B.C. producers such as West Fraser Timber, Canfor and Interfor have hedged their bets, purchasing sawmills in the U.S. primarily in the years when there was a truce over softwood. They’ve also seen softwood exports to China grow, giving them some degree of protection against tariffs that the U.S. could impose as early as May.

“The big players in the West are now in a more comfortable position than they were 10 years ago,” says Andre Tremblay, head of the Quebec Forest Industry Council.

“We are in a much more delicate situation now than during the last conflict.”

Due to their distance from China, Quebec and Ontario sawmills largely missed out on the surge of shipments to Asia’s largest economy. Canadian softwood exports to the country grew from $55 million in 2005 to $1 billion last year, according to Statistics Canada.
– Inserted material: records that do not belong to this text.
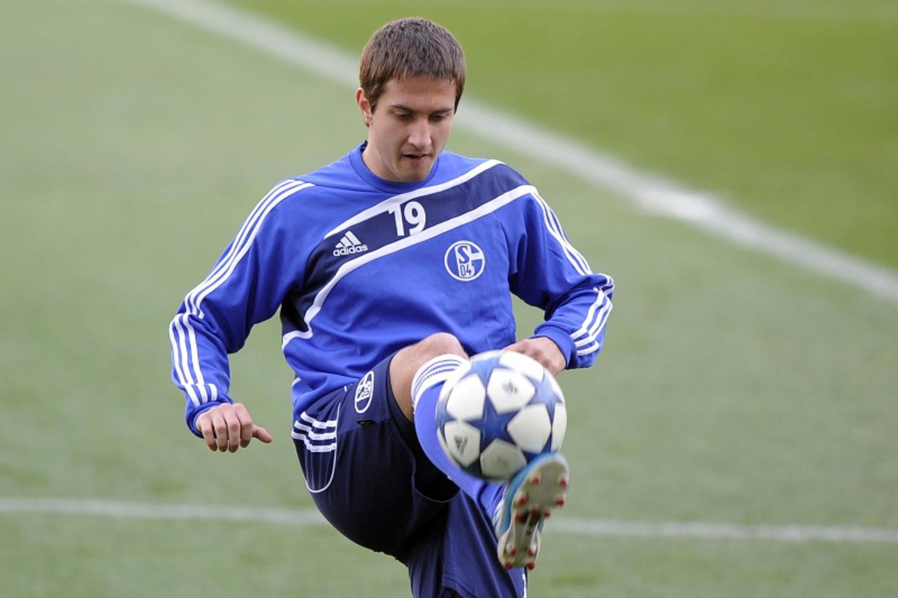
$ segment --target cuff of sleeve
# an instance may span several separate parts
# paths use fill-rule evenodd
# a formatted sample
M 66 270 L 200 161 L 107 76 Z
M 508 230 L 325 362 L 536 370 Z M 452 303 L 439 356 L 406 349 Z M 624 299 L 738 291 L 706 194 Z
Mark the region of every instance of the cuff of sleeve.
M 536 327 L 536 330 L 531 338 L 536 339 L 538 337 L 545 337 L 558 345 L 558 347 L 561 351 L 561 355 L 564 356 L 567 363 L 565 369 L 570 369 L 576 366 L 577 346 L 574 344 L 574 339 L 570 338 L 570 335 L 568 334 L 568 332 L 556 326 L 542 324 Z

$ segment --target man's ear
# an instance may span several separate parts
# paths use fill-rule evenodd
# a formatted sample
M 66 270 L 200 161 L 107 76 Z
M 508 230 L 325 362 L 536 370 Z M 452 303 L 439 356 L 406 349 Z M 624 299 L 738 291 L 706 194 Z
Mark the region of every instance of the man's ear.
M 358 110 L 362 111 L 362 119 L 365 119 L 365 126 L 371 127 L 374 110 L 371 110 L 371 102 L 368 101 L 368 97 L 365 95 L 365 90 L 361 87 L 356 90 L 356 103 L 358 105 Z

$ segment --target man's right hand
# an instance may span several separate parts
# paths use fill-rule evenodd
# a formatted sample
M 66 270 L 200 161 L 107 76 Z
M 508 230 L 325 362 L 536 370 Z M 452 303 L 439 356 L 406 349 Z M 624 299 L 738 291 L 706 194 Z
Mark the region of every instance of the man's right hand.
M 266 444 L 273 438 L 264 427 L 252 423 L 252 417 L 242 403 L 223 403 L 199 414 L 197 431 L 210 451 L 230 451 L 246 448 L 256 438 Z

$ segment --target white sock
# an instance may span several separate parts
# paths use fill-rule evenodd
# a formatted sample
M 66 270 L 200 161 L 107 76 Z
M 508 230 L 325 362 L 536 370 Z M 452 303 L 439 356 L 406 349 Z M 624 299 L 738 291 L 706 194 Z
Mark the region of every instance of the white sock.
M 411 409 L 418 406 L 421 395 L 436 384 L 441 384 L 452 375 L 453 372 L 468 363 L 468 360 L 457 355 L 447 353 L 439 355 L 421 365 L 411 379 Z

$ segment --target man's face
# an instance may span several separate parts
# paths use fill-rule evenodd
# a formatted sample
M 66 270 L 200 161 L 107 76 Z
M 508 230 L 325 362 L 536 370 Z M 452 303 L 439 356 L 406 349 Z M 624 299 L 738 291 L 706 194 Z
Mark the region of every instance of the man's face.
M 455 83 L 431 77 L 392 79 L 372 111 L 359 89 L 356 92 L 368 145 L 362 158 L 382 179 L 424 180 L 449 138 L 455 116 Z

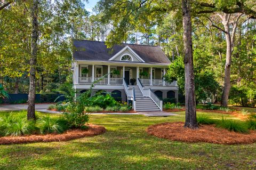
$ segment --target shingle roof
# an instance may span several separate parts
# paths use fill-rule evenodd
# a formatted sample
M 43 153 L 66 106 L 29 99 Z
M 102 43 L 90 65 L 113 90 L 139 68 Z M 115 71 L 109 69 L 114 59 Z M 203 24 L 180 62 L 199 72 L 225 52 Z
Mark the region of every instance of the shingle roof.
M 103 42 L 87 40 L 74 40 L 73 44 L 73 58 L 75 60 L 109 61 L 108 60 L 110 58 L 128 45 L 146 63 L 170 63 L 160 47 L 156 46 L 121 44 L 114 45 L 113 48 L 110 49 L 107 48 Z

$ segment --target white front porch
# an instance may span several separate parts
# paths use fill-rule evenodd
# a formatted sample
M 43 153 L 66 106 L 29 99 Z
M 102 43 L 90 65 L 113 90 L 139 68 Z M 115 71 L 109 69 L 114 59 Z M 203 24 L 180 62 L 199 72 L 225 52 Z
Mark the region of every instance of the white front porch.
M 177 86 L 176 82 L 170 83 L 164 80 L 165 68 L 84 64 L 78 63 L 75 63 L 74 66 L 75 85 L 91 84 L 94 81 L 115 69 L 119 74 L 109 74 L 106 77 L 97 82 L 95 84 L 122 85 L 124 80 L 125 80 L 128 85 L 137 85 L 137 81 L 139 78 L 141 84 L 145 86 Z M 131 79 L 133 79 L 135 82 L 132 83 Z

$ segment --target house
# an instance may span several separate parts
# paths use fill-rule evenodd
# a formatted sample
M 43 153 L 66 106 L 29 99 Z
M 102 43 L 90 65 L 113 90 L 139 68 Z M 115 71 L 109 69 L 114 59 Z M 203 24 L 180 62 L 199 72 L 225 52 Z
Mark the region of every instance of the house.
M 178 100 L 176 82 L 164 80 L 170 61 L 160 47 L 122 44 L 110 49 L 87 40 L 74 40 L 74 46 L 73 84 L 80 93 L 98 80 L 93 93 L 111 92 L 138 111 L 162 110 L 162 99 Z

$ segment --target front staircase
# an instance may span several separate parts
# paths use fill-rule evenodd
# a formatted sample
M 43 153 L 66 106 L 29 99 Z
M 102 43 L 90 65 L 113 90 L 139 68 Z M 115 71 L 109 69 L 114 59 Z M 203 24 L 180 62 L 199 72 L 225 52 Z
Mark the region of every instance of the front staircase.
M 129 86 L 134 88 L 137 111 L 160 111 L 159 107 L 149 97 L 143 96 L 138 86 Z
Almost all was supplied by British Columbia.

China accounted for about 10 per cent of total Canadian softwood exports last year, up from less than one per cent before the last softwood agreement was signed in 2006 though down from a peak of about 21 per cent in 2011.
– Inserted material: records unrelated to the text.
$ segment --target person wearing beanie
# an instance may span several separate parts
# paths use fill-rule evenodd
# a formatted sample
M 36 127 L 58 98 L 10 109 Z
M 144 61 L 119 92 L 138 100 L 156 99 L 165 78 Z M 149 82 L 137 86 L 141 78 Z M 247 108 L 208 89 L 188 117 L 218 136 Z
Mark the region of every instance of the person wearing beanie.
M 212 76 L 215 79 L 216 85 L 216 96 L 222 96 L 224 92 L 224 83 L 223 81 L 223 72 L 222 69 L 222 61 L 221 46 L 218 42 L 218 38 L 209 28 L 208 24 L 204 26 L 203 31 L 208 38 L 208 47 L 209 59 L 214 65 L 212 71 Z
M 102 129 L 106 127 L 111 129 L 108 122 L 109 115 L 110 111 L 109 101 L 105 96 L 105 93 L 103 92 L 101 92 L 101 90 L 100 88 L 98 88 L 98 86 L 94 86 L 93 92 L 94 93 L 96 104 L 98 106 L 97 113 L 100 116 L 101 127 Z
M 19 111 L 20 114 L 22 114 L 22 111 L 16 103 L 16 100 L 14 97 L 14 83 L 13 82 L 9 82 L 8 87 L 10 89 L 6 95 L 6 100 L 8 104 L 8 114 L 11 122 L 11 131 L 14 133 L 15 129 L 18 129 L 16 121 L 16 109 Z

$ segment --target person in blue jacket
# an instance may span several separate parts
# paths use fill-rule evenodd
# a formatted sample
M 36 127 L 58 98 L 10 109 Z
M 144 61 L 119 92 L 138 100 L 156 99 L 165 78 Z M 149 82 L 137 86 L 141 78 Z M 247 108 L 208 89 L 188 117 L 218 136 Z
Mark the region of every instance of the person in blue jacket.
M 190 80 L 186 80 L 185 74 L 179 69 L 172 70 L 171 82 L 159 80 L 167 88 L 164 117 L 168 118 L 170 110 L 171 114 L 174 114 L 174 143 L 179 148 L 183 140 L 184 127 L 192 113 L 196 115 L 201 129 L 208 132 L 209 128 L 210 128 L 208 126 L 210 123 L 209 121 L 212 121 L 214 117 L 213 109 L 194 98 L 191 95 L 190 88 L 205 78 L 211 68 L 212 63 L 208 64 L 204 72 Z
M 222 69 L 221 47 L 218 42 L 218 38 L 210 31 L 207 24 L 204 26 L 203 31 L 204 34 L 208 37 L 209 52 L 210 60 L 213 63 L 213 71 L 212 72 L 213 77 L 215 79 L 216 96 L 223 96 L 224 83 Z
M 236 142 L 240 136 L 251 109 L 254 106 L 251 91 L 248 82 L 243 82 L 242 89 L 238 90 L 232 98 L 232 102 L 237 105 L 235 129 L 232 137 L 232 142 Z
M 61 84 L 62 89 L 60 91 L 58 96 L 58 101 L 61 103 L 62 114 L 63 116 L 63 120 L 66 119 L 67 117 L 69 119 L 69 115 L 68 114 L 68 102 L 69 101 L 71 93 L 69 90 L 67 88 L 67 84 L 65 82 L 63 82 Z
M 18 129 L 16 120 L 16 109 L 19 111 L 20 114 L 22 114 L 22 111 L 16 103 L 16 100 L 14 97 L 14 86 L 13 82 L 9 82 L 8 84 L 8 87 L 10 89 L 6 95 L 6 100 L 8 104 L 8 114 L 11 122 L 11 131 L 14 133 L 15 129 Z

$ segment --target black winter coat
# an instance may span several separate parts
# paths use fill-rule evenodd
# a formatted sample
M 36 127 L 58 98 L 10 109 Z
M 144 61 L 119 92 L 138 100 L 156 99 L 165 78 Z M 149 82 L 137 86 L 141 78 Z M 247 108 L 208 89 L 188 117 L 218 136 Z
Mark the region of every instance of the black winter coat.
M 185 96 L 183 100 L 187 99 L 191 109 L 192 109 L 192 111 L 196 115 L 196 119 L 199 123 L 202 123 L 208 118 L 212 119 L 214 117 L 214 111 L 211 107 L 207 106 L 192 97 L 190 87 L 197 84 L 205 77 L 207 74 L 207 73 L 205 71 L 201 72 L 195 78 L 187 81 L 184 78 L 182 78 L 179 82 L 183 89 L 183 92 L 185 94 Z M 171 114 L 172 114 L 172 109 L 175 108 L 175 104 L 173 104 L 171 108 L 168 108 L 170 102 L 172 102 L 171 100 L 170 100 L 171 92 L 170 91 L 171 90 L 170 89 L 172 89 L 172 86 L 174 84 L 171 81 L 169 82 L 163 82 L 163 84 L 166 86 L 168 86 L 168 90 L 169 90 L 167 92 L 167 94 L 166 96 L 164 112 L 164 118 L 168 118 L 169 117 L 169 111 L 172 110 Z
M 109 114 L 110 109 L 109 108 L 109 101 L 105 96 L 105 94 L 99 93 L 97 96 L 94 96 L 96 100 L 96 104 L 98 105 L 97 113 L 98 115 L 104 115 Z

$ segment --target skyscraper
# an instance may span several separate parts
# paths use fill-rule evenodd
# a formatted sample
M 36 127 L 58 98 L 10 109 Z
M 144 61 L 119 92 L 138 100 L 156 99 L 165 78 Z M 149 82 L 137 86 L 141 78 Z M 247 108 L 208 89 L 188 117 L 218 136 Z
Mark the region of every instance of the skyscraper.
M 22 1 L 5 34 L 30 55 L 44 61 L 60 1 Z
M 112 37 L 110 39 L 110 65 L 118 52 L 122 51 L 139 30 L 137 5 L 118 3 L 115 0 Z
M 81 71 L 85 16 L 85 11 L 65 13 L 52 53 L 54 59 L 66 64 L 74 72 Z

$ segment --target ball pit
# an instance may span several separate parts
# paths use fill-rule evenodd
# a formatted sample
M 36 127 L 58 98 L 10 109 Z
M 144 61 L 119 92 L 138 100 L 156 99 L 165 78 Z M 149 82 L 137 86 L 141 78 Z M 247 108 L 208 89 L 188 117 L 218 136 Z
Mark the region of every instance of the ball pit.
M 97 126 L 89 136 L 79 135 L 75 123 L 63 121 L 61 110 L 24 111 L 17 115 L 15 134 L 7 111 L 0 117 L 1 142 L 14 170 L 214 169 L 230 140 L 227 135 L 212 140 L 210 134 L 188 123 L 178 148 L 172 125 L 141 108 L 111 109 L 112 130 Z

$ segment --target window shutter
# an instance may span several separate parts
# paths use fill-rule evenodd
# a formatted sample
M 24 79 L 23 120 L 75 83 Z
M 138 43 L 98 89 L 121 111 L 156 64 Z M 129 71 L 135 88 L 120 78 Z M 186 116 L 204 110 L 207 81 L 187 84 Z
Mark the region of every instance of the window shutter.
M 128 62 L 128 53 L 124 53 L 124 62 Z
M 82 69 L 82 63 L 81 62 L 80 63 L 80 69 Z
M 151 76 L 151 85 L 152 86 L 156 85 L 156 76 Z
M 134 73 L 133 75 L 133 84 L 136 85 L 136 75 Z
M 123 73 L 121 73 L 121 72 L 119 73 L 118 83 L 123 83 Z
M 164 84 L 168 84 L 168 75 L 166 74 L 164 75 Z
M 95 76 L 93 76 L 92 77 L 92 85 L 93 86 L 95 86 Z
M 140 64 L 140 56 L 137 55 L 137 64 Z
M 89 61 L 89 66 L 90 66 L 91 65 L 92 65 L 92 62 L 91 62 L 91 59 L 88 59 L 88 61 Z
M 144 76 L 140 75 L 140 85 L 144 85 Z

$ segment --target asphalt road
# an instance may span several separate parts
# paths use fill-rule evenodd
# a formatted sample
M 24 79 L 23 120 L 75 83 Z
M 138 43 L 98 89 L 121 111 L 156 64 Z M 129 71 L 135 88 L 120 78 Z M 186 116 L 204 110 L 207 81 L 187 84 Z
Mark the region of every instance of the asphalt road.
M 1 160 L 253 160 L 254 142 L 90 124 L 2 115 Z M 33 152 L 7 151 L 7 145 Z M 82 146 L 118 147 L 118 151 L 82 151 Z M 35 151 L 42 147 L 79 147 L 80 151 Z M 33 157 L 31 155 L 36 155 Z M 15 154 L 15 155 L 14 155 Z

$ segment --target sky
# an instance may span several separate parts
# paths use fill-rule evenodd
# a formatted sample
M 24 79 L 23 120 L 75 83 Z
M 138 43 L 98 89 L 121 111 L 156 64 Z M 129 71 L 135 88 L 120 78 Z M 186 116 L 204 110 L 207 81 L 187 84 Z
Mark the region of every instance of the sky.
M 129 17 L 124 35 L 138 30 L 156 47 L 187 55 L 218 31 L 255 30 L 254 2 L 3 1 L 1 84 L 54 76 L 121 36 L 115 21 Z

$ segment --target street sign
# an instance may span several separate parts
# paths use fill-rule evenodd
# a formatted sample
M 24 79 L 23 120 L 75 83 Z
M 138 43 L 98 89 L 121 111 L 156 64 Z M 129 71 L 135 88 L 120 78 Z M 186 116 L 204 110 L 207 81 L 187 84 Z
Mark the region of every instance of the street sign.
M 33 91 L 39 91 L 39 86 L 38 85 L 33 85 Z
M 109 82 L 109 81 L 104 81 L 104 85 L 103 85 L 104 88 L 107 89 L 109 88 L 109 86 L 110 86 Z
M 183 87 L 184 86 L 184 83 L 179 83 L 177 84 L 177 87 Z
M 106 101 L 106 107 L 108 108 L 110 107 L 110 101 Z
British Columbia’s efforts to ramp up exports to Asia have helped better position the Canadian industry in the latest trade dispute, despite the pressures in other provinces, said provincial Forests Minister Steve Thomson.

“If we’re more diversified here, it provides opportunities for the rest of the country,” he said in an interview.

In Central Canada, sawmills tend to be smaller, don’t have as much cash flow to pay duties and are therefore more at risk of closing, experts say.

That’s why Ontario and Quebec producers are pushing Ottawa to provide loan guarantees to help them pay duties and stay in business, something B.C. isn’t immediately considering.

Before the last softwood dispute was resolved, Canadian lumber companies faced U.S. duties of up to 27.22 per cent. If the industry faces duties between 25 and 40 per cent, as some have speculated, the blow would be swift, said Bob Matters of the United Steelworkers union.

“We’d see some impacts on the smaller operations pretty close to immediately,” said Matters, the union’s wood council chairman.

Naomi Christensen, a lumber policy analyst with the Canada West Foundation think tank, noted lumber prices have almost doubled since 2009, when the U.S. was in the grips of its housing crisis, meaning Canada presents less of a long-term threat to American producers.

She said Canada’s share of the U.S. market, which has historically hovered between 30 and 34 per cent, is expected to fall to 25 per cent by 2027 because of the effects of the mountain pine beetle infestation in B.C. and reduced harvests in Quebec.

“We often hear about concerns in the U.S. about a wall of wood flowing in from Canada, cheap lumber, but we don’t have the physical supply anymore to do that, even if we wanted to,” she said.

There is one constant in the dispute, Matters says — strong economic arguments haven’t been enough to overcome a U.S. lumber lobby that has consistently pressed for limits to Canadian imports, regardless of which political party is in power.

While protectionist winds are blowing strongly south of the border, it’s not yet clear whether President Donald Trump will fully back the U.S. Lumber Coalition.

The group wants to reduce Canadian lumber imports, which it says would protect America’s forestry sector. But the National Association of Home Builders, another U.S. organization, estimates a 25 per cent duty on Canadian lumber would result in about 8,000 American job losses.

“That’s why I think the economic message — talking about the role that Canadian softwood plays in the U.S. economy in all these different ways — is going to be the way of getting our point across with this administration,” said Christensen.